I was thinking of heating the tube with the steel rod inside, and rolling them between some boards or metal plates. I’ve seen people shrink sheet brass by hammering it together, so my method is a little like that.
I was considering using some gold foil, but I think that would be difficult to get it into the shaft log without nicking or cutting it. I think Teflon tape would be about he same, and only 1 layer would be needed.
Oh, ok…I thought the question was about leakage…
I doubt that a little bit of looseness will make any difference.
Well, all I can say is give it a try & let us know if it works. If you’re really all that worried about it, perhaps you could wax the rod & fill up the void with epoxy. Or you could wrap the rod with aluminum foil & insert it in the tube. How about some thick grease? Maybe that would help with the leakage “problem” at the same time. Let’s see a picture of the boat.
you could try roller peening the tube.
put the smaller shaft inside, then with something solid, like metal pipe.
put the assembly on a hard surface, and mush down while rolling.
just a thought.
i’m going to try it now with some alu tube.
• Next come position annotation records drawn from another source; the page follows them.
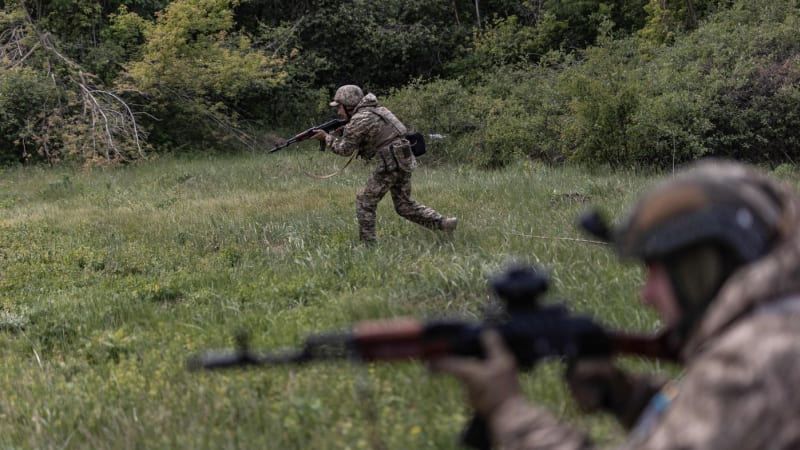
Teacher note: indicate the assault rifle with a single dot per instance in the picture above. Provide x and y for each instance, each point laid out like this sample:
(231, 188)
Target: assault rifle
(530, 331)
(302, 136)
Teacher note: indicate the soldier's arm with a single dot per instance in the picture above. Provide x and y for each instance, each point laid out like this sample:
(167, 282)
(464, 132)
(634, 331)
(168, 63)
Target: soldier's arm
(354, 136)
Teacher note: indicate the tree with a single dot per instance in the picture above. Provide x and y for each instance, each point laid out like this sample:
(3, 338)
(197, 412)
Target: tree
(194, 66)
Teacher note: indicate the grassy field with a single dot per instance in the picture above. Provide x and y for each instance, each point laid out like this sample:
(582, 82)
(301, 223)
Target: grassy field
(109, 280)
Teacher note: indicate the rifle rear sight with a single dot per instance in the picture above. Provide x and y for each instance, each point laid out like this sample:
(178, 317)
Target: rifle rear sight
(520, 288)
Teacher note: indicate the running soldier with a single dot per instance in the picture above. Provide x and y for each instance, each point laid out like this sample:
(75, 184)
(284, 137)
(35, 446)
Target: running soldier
(373, 132)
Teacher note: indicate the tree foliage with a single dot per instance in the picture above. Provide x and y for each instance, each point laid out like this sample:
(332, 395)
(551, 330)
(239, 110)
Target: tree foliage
(643, 82)
(194, 66)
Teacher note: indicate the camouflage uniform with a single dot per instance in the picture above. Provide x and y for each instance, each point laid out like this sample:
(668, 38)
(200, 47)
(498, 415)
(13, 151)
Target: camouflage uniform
(742, 364)
(375, 133)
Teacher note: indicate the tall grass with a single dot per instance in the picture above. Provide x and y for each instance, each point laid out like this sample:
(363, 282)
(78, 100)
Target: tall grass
(110, 280)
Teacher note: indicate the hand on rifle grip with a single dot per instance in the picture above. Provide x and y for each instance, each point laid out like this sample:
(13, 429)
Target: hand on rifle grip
(489, 382)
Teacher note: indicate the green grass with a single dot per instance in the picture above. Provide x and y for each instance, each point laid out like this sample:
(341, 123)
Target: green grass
(109, 280)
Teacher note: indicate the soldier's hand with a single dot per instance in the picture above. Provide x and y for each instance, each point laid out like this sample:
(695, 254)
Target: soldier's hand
(319, 135)
(489, 382)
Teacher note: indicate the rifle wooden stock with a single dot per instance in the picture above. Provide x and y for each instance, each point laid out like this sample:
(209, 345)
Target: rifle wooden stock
(328, 126)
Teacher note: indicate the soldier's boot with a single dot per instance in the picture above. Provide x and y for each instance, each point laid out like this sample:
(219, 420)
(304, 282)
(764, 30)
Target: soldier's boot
(448, 224)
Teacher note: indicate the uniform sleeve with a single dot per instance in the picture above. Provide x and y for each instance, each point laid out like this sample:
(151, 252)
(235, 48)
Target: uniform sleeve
(740, 394)
(354, 137)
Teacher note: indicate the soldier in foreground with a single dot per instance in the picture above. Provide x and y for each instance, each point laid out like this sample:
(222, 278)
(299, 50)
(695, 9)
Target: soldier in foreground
(721, 246)
(375, 133)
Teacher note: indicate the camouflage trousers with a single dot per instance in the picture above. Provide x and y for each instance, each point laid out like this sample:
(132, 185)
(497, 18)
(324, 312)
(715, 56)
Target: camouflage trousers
(398, 183)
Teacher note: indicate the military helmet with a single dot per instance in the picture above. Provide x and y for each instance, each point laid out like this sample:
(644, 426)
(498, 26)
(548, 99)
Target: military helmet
(348, 95)
(714, 201)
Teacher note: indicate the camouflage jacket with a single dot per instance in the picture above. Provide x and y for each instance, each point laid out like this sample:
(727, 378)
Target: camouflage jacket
(371, 128)
(742, 364)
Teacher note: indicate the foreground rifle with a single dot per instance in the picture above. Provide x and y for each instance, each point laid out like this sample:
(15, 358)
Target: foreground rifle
(530, 331)
(328, 126)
tell ya if it works in about 10 minutes.
Maybe you can squeeze down the brass tube locally to prevent play between oversized tube and a rudder shaft.
Take a tube cutter and set it so it just squeezes a little way into the tube. You will be trying to just squeeze a ring in the tube at each end of the rudder shaft, not actually cut the tube. If you go a little at a time you should be able to squeeze a ring just a bit then check for slop, then squeeze some more, check, etc.
When you are happy with the fit you can put some waterproof grease inside the tube on assembly to cut down on friction at the squeezed rings.
This was written up in either the “EC12 manual” or “Optimizing the EC12” as a method of making a “below waterline height” rudder tube be waterproof. And it does work for that as well.
I always buy the two sizes of brass tubes that fit one inside the other. Then I don’t have the dis-similar metal corrosion problems, AND they are made to fit inside one another.